Black puritans have been trying to ban the word since the 1920s when the white hipster Carl Van Vechten published the book Nigger Heaven. They continued their war through attacks on Redd Foxx, blaxploitation and Donald Goines. But all their efforts have been rewarded with gangsta rap, an art form that has made nigger arguably the most well-known racial or ethnic slur on the planet.

Now the new puritans have coalesced into a movement, creatively named Ban The N-Word. Their campaign is mostly virtual, consisting of e-mail manifestos and a website which, among other things, rails against the evils of Eddie Murphy's new film Norbit. The New York City Council resolution is the movement's first victory, and now they are hatching plans to bring their task force to a town near you.

Like all language or thought police, the nigger-nazis are humorless snobs who dream of a world without toilets. They are also caught in the ancient and reductionist view that the black community is little more than a motley crew of victims. Whenever someone uses nigger, they break out into breathless stories of lynchings, lunch counters and police dogs. They then assert that we nigger-users are doing little more than confirming and perpetuating our own ignorance and participating in a racist conspiracy.
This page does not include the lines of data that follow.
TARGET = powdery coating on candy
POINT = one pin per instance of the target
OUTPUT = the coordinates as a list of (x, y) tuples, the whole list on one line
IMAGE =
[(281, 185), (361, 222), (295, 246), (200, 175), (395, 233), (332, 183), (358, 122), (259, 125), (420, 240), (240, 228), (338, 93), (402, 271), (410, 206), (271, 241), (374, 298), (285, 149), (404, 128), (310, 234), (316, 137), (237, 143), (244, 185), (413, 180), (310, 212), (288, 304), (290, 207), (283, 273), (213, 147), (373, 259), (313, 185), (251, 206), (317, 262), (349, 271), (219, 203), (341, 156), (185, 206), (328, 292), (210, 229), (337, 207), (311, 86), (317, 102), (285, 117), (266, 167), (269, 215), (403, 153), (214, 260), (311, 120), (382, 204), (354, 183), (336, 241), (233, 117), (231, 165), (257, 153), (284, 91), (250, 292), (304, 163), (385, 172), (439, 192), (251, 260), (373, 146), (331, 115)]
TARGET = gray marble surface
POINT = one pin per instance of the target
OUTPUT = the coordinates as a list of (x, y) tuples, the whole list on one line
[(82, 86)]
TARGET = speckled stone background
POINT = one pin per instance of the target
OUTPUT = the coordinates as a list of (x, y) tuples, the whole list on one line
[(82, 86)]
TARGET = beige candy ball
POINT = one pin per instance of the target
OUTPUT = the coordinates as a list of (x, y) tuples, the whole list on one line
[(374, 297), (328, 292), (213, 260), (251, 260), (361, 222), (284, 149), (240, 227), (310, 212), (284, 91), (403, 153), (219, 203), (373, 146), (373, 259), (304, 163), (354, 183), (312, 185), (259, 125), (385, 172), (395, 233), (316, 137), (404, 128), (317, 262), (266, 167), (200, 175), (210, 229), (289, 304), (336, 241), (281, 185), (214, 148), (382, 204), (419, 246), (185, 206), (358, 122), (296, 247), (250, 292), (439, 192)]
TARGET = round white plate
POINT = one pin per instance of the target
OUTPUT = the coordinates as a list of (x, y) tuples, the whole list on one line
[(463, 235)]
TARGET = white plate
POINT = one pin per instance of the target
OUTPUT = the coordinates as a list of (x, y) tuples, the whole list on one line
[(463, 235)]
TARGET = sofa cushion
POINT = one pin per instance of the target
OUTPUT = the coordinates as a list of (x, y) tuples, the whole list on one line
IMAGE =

I don't mean to belittle the very real effects of racism. But I do mean to belittle people who see me as nothing more than the progeny of slaves. The black puritanical view turns black people from active agents into helpless targets, and seeks to deny us the ability to look at our condition and interpret it as we will. I've heard nigger used as an honorific, an insult, a verb and even an interjection. I get a warm feeling every time I hear someone come up with a new way to deploy it.
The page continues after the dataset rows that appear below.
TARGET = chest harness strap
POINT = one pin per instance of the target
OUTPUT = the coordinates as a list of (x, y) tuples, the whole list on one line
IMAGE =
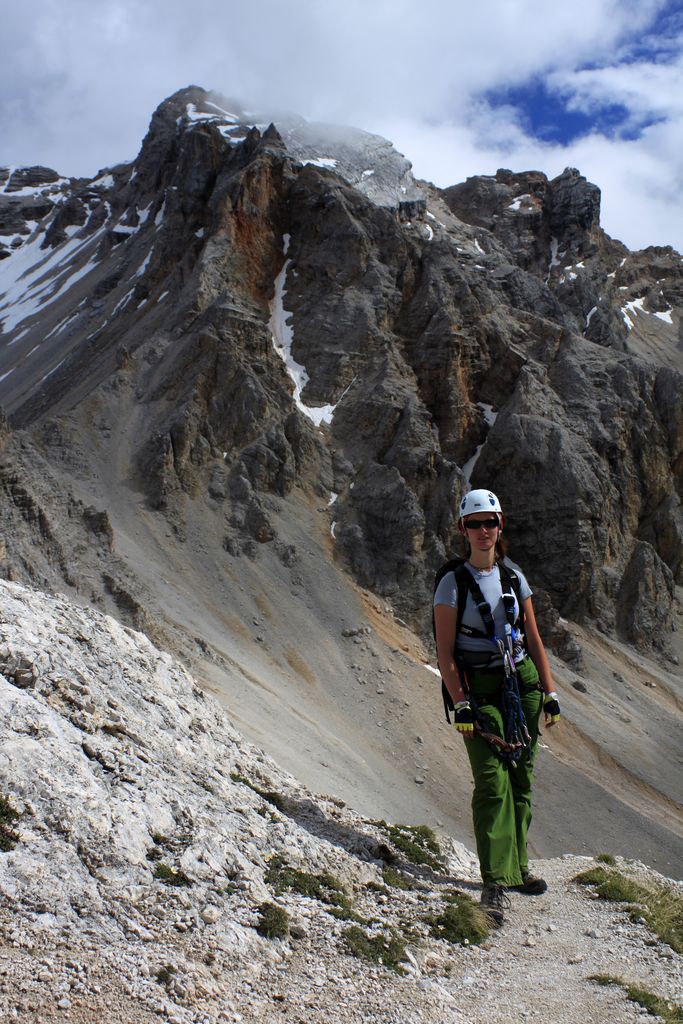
[(517, 739)]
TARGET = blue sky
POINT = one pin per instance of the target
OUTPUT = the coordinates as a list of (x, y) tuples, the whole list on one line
[(460, 88)]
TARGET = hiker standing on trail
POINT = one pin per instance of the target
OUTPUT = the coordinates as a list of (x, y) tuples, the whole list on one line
[(497, 676)]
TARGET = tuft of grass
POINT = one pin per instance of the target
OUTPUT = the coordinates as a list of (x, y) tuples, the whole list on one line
[(386, 948), (170, 876), (164, 974), (324, 887), (8, 814), (396, 880), (462, 923), (654, 1005), (417, 843), (273, 798), (273, 922), (660, 908)]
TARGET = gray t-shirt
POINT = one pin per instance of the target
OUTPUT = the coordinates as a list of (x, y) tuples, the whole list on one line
[(492, 591)]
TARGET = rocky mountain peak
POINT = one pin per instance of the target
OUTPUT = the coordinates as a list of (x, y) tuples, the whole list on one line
[(261, 364)]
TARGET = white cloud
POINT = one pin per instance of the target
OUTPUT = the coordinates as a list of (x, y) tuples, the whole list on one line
[(79, 82)]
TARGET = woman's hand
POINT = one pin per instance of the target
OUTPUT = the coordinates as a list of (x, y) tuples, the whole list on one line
[(551, 709)]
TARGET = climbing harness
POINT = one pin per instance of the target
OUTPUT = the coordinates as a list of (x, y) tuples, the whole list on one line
[(517, 740)]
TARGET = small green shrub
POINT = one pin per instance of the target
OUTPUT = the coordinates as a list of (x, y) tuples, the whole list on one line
[(386, 948), (462, 923), (660, 908), (170, 876), (273, 922), (322, 887), (654, 1005), (396, 880), (8, 814), (273, 798), (417, 843)]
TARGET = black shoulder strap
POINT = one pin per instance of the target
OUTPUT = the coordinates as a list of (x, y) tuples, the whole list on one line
[(456, 565)]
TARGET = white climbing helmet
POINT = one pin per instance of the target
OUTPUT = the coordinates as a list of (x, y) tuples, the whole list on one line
[(479, 501)]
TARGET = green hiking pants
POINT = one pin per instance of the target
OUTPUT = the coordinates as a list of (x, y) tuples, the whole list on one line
[(502, 798)]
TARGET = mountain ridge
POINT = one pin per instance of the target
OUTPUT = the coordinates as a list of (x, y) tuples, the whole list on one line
[(169, 474)]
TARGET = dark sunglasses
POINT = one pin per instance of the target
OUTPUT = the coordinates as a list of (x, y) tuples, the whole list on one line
[(478, 523)]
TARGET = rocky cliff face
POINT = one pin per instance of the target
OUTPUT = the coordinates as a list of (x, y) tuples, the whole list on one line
[(487, 334)]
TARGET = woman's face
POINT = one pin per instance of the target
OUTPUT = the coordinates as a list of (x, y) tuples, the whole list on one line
[(481, 530)]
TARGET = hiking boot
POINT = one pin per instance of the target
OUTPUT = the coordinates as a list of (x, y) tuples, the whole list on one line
[(530, 885), (495, 902)]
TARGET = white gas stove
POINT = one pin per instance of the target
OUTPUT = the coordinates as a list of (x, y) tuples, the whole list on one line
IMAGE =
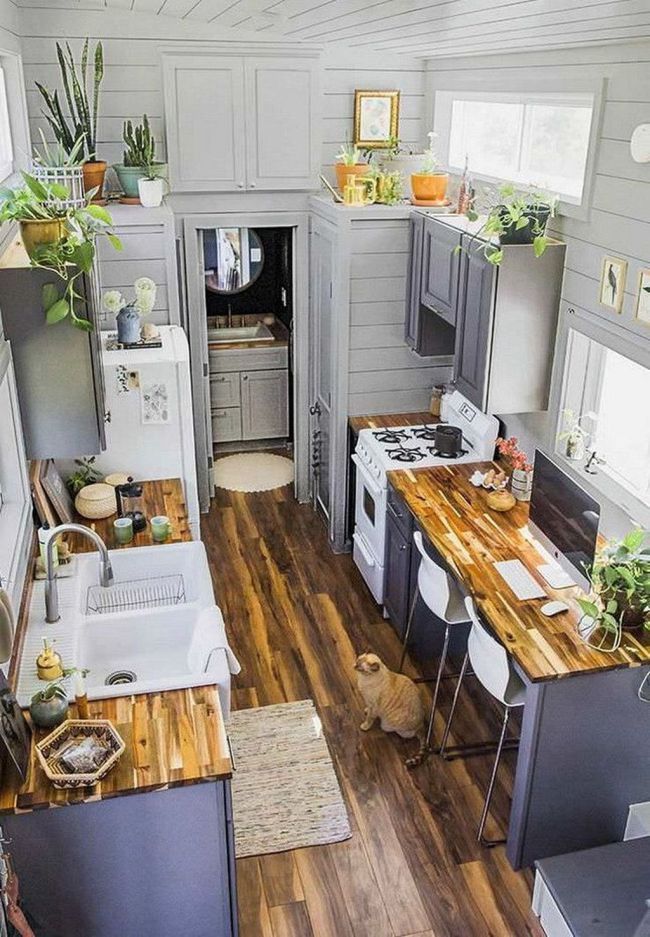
[(469, 436)]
That's because more than logic, morals and opposable thumbs, irony is the pass-card into the human family. It is amazing to hear people in one breath assert that nigger-users are ignorant of history, and then in another breath say that no other group uses someone else's slurs to describe itself. And yet country singer Toby Keith's latest album is called White Trash With Money.

The common retort to my nigger-boosting is that I would be ready to fight if a white person called me a nigger. This is true, but more because I'd be expected to be offended than for any real hurt feelings. Sure, I would not take kindly to whites calling me "nigger" — just as black audience members didn't take kindly to Michael Richards' recent racist rant — but I also wouldn't assume that I'd be able to walk into a honky-tonk bar and address the patrons as white trash. Words are contextual. A man on the street can call his wife "baby," but that doesn't mean I should be able to as well.

The New York City Council resolution is a desperate, last-ditch effort, launched by people with a myopic view of their own blackness. Their campaign would all but turn us into statues, unable to laugh at the world — and most importantly, to laugh at ourselves.

I never thought I would say this in regards to race, but the killjoys need to get over it — and leave the n-word alone.